Honan has written a four-page article for Wired describing how he became aware of the attacks, and what he learned about how they were perpetrated through his conversations with the hacker who did it. And the results are chilling. I had originally assumed the accounts fell to plain old social engineering, when someone tricks the person over the phone into telling them something they shouldn’t. But the hack ended up not involving human error at all—it took advantage of existing flaws in the way the security setup works, and how information from one site can be used to authenticate at another.
For example: anyone who can find out your name, billing address, and e-mail can add a new credit card number to your Amazon account by phone—then he can call back in and use that new credit card number as an authentication factor to change the e-mail on the account and send a password reset. While they couldn’t get access to the complete card numbers already stored on the account, and would probably be asked to re-enter the numbers to verify before they ordered, they could nonetheless see the last four digits—the same digits that Apple uses as an authentication to set a new iCloud password.
And Honan’s email address was scooped by checking for password recovery on Gmail. If you don’t have two-factor authentication enabled, Gmail will show enough of the recovery password to provide a guessable pattern.
And the security holes are all still there. Honan and other Wired reporters tried them out over the course of writing the story, and they still work. They’re inherent in the way the system works, and it’s not clear what, if anything, can be done about them.

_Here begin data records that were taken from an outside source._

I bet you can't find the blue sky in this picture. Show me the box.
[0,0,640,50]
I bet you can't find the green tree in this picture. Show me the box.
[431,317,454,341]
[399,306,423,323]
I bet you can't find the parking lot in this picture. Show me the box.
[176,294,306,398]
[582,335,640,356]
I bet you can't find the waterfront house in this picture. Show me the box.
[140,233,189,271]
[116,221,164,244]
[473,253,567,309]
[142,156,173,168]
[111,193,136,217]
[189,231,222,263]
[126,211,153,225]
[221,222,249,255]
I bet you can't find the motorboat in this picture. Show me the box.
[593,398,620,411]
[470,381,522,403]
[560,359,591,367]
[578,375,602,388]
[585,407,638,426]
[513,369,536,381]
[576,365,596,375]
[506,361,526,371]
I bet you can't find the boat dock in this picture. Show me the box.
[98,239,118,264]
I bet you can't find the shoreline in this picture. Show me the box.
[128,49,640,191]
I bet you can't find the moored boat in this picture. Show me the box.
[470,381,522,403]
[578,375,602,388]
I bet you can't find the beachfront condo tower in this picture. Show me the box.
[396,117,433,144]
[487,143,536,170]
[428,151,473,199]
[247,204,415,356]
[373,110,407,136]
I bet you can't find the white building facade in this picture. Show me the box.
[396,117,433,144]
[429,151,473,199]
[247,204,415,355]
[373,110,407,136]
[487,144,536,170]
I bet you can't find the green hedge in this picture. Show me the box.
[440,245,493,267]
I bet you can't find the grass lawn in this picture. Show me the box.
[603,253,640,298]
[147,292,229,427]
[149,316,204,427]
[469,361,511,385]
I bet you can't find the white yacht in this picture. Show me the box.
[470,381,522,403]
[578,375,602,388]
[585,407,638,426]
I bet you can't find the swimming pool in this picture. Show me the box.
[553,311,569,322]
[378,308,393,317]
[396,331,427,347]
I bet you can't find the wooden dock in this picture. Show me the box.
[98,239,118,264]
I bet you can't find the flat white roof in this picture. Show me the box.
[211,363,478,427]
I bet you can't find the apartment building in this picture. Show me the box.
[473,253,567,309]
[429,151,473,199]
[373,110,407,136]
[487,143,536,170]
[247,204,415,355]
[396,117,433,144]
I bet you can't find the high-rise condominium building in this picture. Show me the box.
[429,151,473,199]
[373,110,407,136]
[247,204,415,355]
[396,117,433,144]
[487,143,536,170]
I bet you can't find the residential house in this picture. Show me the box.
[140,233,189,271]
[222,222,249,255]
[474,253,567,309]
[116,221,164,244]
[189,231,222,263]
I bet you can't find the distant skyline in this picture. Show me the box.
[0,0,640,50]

Honan admits culpability in not backing his computer up, and linking his cloud accounts together. He reflects that using “Find My Mac” was a mistake because it was what allowed the hackers to wipe his computer remotely. And he suggests it’s a good idea to have a password recovery email that isn’t used for any other purposes and so can’t be used to gain access to accounts like Amazon or iCloud.

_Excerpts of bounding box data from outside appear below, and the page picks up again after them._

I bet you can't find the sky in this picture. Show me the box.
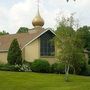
[0,0,90,34]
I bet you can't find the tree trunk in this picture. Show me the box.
[65,64,69,82]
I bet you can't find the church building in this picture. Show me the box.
[0,4,56,64]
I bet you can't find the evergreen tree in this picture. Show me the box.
[7,39,22,65]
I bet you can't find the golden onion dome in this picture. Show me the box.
[32,10,44,27]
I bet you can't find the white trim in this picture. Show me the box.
[21,28,56,50]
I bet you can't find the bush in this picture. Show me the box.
[51,63,65,74]
[0,64,21,71]
[31,59,50,73]
[20,60,31,72]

But in the end, perhaps the scariest thing is that he didn’t come in for this attention because of anything he’d written or had done. The hackers just wanted to steal his three-character Twitter account, and the only reason they’d wiped his computer was to make it harder for him to get back into it.
So if you buy e-books, or music, or movies, or anything from Amazon, Apple, or Google, be warned. Your accounts might easily be compromised, if anyone has a reason to go after them—or just feels like it.